White Cottage closes for the season the Monday of Columbus Day during the first week of October. Peak foliage has happened at that point and I imagine it starts to get pretty quiet in that part of Vermont. “It’s also not winterized—there’s no heat here,” Scott explained. But the nice thing about a seasonal place like White Cottage is that you can’t always have it. You’ll have to wait, and what could be better than the expectation of good things to come?
39
VIRGINIA
TEXAS TAVERN
114 W. CHURCH AVE| ROANOKE, VA 24011
540-342-4825 |
WWW.TEXASTAVERN-INC.COM
OPEN 24 HOURS A DAY,
7 DAYS A WEEK (EXCEPT CHRISTMAS)
 
 
“I
hope you plan on having a Cheesy Western” were the first words out of Matt Bullington’s mouth after I had introduced myself. I was thrown, because I thought I had come to the Texas Tavern for a straightforward hamburger, possibly a thin patty on a white bun. What Matt was selling me was actually the most popular burger at his over-75-year-old hamburger stand.
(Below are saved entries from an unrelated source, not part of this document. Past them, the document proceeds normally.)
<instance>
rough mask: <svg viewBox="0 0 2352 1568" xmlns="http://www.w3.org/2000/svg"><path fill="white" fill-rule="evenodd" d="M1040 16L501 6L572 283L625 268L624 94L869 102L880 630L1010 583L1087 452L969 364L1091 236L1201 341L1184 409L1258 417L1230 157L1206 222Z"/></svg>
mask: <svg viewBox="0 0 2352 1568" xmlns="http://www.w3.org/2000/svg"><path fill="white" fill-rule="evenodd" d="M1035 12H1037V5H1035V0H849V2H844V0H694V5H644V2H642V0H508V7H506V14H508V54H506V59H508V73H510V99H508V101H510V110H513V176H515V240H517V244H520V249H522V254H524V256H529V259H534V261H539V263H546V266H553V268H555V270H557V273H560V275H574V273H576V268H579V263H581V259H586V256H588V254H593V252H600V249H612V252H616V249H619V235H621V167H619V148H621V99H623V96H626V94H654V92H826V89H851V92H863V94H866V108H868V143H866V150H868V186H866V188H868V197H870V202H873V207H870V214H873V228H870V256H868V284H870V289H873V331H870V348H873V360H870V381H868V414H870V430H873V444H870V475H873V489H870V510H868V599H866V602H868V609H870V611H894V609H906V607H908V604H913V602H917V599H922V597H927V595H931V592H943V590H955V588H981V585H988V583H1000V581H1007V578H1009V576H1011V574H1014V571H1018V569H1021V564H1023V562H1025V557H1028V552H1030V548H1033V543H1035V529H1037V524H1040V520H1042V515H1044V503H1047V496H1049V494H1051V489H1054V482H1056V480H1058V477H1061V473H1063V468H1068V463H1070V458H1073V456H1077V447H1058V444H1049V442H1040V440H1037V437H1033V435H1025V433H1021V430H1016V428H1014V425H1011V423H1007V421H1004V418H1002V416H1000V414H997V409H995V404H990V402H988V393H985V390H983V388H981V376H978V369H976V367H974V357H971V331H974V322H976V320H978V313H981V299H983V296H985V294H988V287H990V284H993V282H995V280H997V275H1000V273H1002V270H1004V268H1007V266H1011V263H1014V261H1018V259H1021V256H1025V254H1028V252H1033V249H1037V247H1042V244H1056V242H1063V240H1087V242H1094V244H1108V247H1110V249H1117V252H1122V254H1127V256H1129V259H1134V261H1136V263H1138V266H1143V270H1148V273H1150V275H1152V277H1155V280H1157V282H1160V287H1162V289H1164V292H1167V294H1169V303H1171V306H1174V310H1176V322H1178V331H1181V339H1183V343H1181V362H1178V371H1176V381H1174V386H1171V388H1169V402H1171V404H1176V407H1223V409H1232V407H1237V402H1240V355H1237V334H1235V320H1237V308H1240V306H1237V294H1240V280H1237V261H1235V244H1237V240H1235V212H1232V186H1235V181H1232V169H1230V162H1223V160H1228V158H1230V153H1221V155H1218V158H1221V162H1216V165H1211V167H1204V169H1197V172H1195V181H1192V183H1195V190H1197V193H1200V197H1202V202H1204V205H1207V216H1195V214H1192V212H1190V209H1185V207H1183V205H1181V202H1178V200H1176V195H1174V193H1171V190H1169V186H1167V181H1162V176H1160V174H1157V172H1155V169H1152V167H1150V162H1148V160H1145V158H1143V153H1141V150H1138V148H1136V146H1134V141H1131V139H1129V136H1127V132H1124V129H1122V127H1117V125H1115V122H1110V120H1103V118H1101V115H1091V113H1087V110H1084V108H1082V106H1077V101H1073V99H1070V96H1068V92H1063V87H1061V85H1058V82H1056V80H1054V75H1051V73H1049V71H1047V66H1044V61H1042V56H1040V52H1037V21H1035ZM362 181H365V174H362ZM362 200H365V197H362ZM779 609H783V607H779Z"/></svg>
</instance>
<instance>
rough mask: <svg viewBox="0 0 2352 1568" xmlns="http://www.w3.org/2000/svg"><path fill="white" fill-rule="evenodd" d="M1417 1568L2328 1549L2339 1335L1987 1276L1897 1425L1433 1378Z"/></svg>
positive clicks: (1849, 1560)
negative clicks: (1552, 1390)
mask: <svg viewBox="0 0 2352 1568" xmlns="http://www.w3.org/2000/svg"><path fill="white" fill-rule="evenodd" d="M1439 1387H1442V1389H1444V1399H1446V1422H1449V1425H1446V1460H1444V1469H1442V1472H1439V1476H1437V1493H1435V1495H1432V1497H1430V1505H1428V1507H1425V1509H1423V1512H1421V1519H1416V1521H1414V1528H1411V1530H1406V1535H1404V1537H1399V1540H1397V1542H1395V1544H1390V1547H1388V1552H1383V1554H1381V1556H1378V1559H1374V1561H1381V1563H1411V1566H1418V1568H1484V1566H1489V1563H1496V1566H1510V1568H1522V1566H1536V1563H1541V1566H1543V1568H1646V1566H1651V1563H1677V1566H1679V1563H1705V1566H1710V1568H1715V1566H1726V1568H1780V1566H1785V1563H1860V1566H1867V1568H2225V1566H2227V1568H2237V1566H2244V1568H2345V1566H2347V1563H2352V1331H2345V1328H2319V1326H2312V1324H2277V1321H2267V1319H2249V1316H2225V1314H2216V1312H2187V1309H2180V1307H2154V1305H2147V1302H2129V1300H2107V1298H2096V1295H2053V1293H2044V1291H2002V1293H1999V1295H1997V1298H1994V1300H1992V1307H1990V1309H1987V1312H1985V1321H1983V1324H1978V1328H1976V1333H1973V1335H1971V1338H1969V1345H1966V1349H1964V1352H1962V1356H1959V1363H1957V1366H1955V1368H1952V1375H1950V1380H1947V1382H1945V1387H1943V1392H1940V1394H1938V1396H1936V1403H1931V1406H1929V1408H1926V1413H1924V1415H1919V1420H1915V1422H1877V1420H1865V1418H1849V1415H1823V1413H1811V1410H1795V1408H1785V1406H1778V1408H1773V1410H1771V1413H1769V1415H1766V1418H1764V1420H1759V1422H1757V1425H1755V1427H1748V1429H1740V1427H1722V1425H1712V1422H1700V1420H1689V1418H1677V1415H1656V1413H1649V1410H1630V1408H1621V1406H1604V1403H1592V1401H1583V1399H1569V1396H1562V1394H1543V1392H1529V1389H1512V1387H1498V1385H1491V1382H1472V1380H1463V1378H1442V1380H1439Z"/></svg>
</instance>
The “Cheesy Western” is a glorious combination of fried egg, thin hamburger patty, cheese, pickle, onion, and relish on a soft white bun. “We sell hundreds of Cheesys a day, especially to the late-night crowd,” Matt told me. How late? “We’re open all night.” In fact, the only time the Texas Tavern closes is for part of Christmas Eve and day.
Matt is the great-grandson of Nick Bullington, the man who opened the tiny hamburger stand in 1930. “My great-grandfather saw Roanoke as a boomtown and decided to build his restaurant here.” In the 1920s Roanoke had a vibrant locomotive construction industry. Nick, an advance man for the Ringling Brothers Circus, had collected recipes from his extensive travels around the United States. He had observed the best ways to make hamburgers (no doubt gleaning what he could from the success of White Castle at the time), had adopted a mustard-based relish from a circus recipe, and
most importantly had borrowed a chili recipe from a hotel in Texas.
Curiously, the chili and burgers are sold separately as they have been for over seven decades. A chili burger is absent from the menu, though Matt said “A few people order them, but not many.” The chili is so popular at the restaurant that it can be taken away by the gallon if necessary. That may be because the chili is more soup than condiment.
The grill area is just inside the front window, which was typical of burger joints of the era. The cook’s station is a testament to efficient food prep. A hot dog steam box sits in front of a deep canister of chili. Next to that is the impossibly small 12-by-18-inch griddle. To the right of the griddle are two small burners for frying eggs and a box containing burger buns, relish, pickles, and onions. The entire complement of ingredients and cooking apparatus to prepare everything on the menu occupies a mere six square feet—absolutely amazing.